RFR: 8343689: AArch64: Optimize MulReduction implementation [v11]
Xiaohong Gong
xgong at openjdk.org
Tue Sep 9 06:53:31 UTC 2025
On Thu, 14 Aug 2025 14:01:13 GMT, Mikhail Ablakatov <mablakatov at openjdk.org> wrote:
>> Add a reduce_mul intrinsic SVE specialization for >= 256-bit long vectors. It multiplies halves of the source vector using SVE instructions to get to a 128-bit long vector that fits into a SIMD&FP register. After that point, existing ASIMD implementation is used.
>>
>> Nothing changes for <= 128-bit long vectors as for those the existing ASIMD implementation is used directly still.
>>
>> The benchmarks below are from [panama-vector/vectorIntrinsics:test/micro/org/openjdk/bench/jdk/incubator/vector/operation](https://github.com/openjdk/panama-vector/tree/vectorIntrinsics/test/micro/org/openjdk/bench/jdk/incubator/vector/operation). To the best of my knowledge, openjdk/jdk is missing VectorAPI reducion micro-benchmarks.
>>
>> Benchmarks results:
>>
>> Neoverse-V1 (SVE 256-bit)
>>
>> Benchmark (size) Mode master PR Units
>> ByteMaxVector.MULLanes 1024 thrpt 5447.643 11455.535 ops/ms
>> ShortMaxVector.MULLanes 1024 thrpt 3388.183 7144.301 ops/ms
>> IntMaxVector.MULLanes 1024 thrpt 3010.974 4911.485 ops/ms
>> LongMaxVector.MULLanes 1024 thrpt 1539.137 2562.835 ops/ms
>> FloatMaxVector.MULLanes 1024 thrpt 1355.551 4158.128 ops/ms
>> DoubleMaxVector.MULLanes 1024 thrpt 1715.854 3284.189 ops/ms
>>
>>
>> Fujitsu A64FX (SVE 512-bit):
>>
>> Benchmark (size) Mode master PR Units
>> ByteMaxVector.MULLanes 1024 thrpt 1091.692 2887.798 ops/ms
>> ShortMaxVector.MULLanes 1024 thrpt 597.008 1863.338 ops/ms
>> IntMaxVector.MULLanes 1024 thrpt 510.642 1348.651 ops/ms
>> LongMaxVector.MULLanes 1024 thrpt 468.878 878.620 ops/ms
>> FloatMaxVector.MULLanes 1024 thrpt 376.284 2237.564 ops/ms
>> DoubleMaxVector.MULLanes 1024 thrpt 431.343 1646.792 ops/ms
>
> Mikhail Ablakatov has updated the pull request incrementally with one additional commit since the last revision:
>
> cleanup: start the SVE Integer Misc - Unpredicated section
Do you intend to ignore ops with >32B vector size? May I ask the reason?

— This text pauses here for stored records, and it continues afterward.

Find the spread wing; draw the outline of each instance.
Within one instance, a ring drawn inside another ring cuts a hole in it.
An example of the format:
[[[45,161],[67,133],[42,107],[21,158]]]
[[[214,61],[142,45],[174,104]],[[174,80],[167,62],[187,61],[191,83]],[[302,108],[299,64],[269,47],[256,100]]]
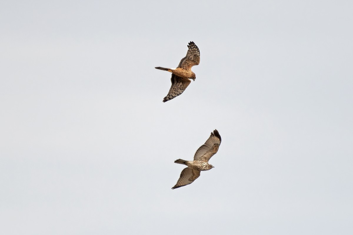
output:
[[[189,49],[186,56],[181,59],[178,67],[190,70],[191,67],[200,63],[200,51],[193,42],[189,43],[187,47]]]
[[[190,184],[200,176],[201,172],[200,171],[193,170],[191,168],[186,167],[181,171],[180,177],[176,182],[176,184],[172,188],[172,189]]]
[[[217,130],[213,131],[213,133],[211,133],[210,137],[204,144],[200,147],[195,153],[194,161],[201,160],[208,162],[210,159],[218,151],[221,141],[221,136],[218,131]]]
[[[163,102],[167,102],[168,100],[174,99],[184,92],[185,89],[191,82],[187,78],[183,78],[176,76],[174,74],[172,74],[172,86],[169,89],[169,92],[167,96],[164,98]]]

If so, maybe the title like `AArch64: Implement MulReduction for 256-bit SVE` is more accurate?
src/hotspot/cpu/aarch64/aarch64_vector_ad.m4 line 2199:
> 2197:
> 2198: instruct reduce_non_strict_order_mulF_256b(vRegF dst, vRegF fsrc, vReg vsrc, vReg tmp1, vReg tmp2) %{
> 2199: predicate(Matcher::vector_length_in_bytes(n->in(2)) == 32 && !n->as_Reduction()->requires_strict_order());
Suggestion:
predicate(Matcher::vector_length_in_bytes(n->in(2)) == 32 &&
!n->as_Reduction()->requires_strict_order());
src/hotspot/cpu/aarch64/c2_MacroAssembler_aarch64.cpp line 2119:
> 2117: assert(false, "unsupported");
> 2118: ShouldNotReachHere();
> 2119: }
Can we just add a type assertion at the start of the method and remove the switch-case?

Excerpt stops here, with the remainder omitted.